Introduction
The aim of this analysis is to determine the association strength for the variables agecat and degree as well the major contributing cells through a chi-square analysis. Through the use of standardized residuals, it should aid in determining the cell contributions.
Hypothesis
- Null: There is no basis of difference between the agecat and degree
- Alternative: There is are real differences between the agecat and degree
Methodology
For this project, the gss.sav file is loaded into SPSS (GSS, n.d.). The goal is to look at the relationships between the following variables: agecat (Age category) and degree (Respondent’s highest degree).

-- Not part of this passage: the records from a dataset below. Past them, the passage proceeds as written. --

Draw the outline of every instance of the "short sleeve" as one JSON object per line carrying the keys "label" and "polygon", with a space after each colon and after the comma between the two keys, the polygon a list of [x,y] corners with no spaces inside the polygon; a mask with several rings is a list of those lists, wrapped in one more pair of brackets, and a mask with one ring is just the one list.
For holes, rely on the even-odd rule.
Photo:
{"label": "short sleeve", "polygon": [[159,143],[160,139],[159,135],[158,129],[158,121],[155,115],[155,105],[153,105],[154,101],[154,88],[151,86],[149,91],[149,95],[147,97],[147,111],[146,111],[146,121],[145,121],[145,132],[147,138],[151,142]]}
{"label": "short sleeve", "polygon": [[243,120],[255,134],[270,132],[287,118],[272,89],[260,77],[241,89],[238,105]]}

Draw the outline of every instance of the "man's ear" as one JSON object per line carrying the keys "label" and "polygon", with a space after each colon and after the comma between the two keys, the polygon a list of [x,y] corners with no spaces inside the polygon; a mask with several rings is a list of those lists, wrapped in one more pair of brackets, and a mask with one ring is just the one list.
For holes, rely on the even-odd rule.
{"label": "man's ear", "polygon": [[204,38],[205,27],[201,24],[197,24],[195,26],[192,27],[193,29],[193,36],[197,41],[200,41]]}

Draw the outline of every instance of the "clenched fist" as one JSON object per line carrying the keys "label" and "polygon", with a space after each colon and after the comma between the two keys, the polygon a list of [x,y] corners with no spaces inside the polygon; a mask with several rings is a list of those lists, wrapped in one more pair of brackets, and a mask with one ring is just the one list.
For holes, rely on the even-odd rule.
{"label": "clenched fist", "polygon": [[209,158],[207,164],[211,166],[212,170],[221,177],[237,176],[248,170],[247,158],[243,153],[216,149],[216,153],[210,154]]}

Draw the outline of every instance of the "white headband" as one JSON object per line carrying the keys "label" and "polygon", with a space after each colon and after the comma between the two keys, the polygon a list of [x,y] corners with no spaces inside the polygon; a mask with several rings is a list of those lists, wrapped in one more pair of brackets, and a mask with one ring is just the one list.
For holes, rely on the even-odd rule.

To conduct a chi-square analysis, navigate through Analyze > Descriptive Statistics > Crosstabs.
The variable degree was placed in the “Row(s)” box and agecat was placed under “Column(s)” box. Select “Statistics” button and select “Chi-square” and under the “Nominal” section select “Lambda”. Select the “Cells” button and select “Standardized” under the “Residuals” section. The procedures for this analysis are provided in video tutorial form by Miller (n.d.). The following output were observed in the next four tables.
Results
Table 1: Case processing summary.
Cases | ||||||
Valid | Missing | Total | ||||
N | Percent | N | Percent | N | Percent | |
Degree * Age category | 1411 | 99.4% | 8 | 0.6% | 1419 | 100.0% |
From the total sample size of 1419 participants, 8 cases are reported to be missing, yielding a 99.4% response rate (Table 1). Examining the cross tabulation, for the age groups 30-39, 40-49, 50-59, and 60-89 the standardized residual is far less than -1.96 or far greater than +1.96 respectively. Thus, the frequencies between these two differ significantly. Finally, for the 60-89 age group the standardized residual is less than -1.96, making these two frequencies differ significantly. Thus, for all these frequencies, SPSS identified that the observed frequencies are far apart from the expected frequencies (Miller, n.d.). For those significant standardized residuals that are negative is pointing out that the SPSS model is over predicting people of that age group with that respective diploma (or lack thereof). For those significant standardized residuals that are positive is point out that the SPSS model is under-predicting people of that age group with a lack of a diploma.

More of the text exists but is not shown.